S. Enteritidis is known to preferentially colonize the reproductive tract of laying hens and contaminate eggs without inducing overt clinical signs (16, 17). S. Enteritidis strains recovered from the field have a higher degree of heterogeneity, especially in the glucosylation in the O-chain of the LPS, than S. Typhimurium strains (19, 66). This heterogeneity may be caused by alternative implementations of outer membrane modification stress mechanisms in the various host environments for defense against S. Enteritidis (14, 17). We have seen extensive heterogeneity associated with ybjX. Both deletion and complementation of ybjX could alter the phenotypes of S. Enteritidis in terms of cell length, colony size, and tissue colonization. While a mutation in virK renders S. Enteritidis incapable of colonizing the ovary (Fig. 10B and Table 6), deletion of ybjX resulted in prolonged colonization of ovaries (Table 6) and egg contamination (Fig. 10 and Table 6). It has been previously shown that an S. Enteritidis (wzz) mutant lacking high-molecular-mass LPS (HMM-LPS) was more effective than the wild-type strain with respect to reproductive-tract colonization and egg deposition (67). It was suggested that the presence of HMM-LPS allows S. Enteritidis to silently colonize the chicken host by mitigating reproductive-tract responses to infection but does so without altering the incidence of egg contamination (67). A recent study identified S. Enteritidis LPS biosynthesis as a critical factor involved in egg white persistence (68). Our data suggest that virK promotes ovary colonization at the early stage of infection and that ybjX negatively controls late-stage ovary colonization and egg deposition. The counteractive balance may be achieved through a suppressor role of ybjX, as suggested by a previous study (53). This hypothesis is supported by the observation that introduction of (more than one copy of) a cloned ybjX gene exacerbated phenotypes.

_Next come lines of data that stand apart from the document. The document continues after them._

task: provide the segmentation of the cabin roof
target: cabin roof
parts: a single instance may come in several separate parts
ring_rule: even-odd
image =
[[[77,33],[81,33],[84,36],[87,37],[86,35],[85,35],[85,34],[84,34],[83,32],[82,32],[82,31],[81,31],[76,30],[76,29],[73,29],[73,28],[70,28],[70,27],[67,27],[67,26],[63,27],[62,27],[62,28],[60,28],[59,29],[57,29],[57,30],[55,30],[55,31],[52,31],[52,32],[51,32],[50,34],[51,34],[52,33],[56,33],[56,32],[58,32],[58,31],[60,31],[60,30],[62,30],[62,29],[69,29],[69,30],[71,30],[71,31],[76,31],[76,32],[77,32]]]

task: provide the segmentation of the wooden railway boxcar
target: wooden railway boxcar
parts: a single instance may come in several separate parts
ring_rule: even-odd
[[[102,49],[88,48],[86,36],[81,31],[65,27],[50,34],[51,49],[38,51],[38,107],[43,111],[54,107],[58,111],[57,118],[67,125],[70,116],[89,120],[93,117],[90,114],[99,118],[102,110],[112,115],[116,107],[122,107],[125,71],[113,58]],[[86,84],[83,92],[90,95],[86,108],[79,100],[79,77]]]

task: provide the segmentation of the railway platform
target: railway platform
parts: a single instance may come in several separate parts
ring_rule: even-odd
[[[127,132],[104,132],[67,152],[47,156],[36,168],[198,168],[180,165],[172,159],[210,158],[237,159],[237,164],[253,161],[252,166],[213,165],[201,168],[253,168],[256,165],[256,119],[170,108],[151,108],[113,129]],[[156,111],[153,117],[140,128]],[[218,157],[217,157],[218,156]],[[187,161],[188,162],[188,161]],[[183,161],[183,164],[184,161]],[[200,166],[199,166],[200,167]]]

S. Enteritidis and S. Typhimurium are anywhere from 6.4% to 9.6% variant in their genes, with the most obvious difference being the chemical structures of their outer membrane, one of the key components in the interaction between Salmonella and its host (21, 22). Many investigators have argued that the main difference between S. Typhimurium and S. Enteritidis with respect to survival in the chicken host is in the use of stress-induced mechanisms, including outer membrane modulation, and that this accounts for the differences seen in pandemics associated with contaminated poultry products (14, 17, 19, 46). Silent colonization of S. Enteritidis in chicken requires intrinsic abilities to defend against the innate immune system without inducing overt inflammation and damage (16). This report shows that AMPR genes virK and ybjX not only aid in resistance to innate antimicrobial peptides and detergents but are also involved in replication and persistence in chicken tissues and eggs. Also, the effects of AMPR genes seen in S. Enteritidis do not correspond to the effects seen in an infection of mice with S. Typhimurium. Future experiments will be aimed at elucidating the exact mechanistic actions of outer membrane modulation by AMPR genes and looking at how these outer membrane modulations reshape the interaction with the chicken immune system to aid in silent colonization.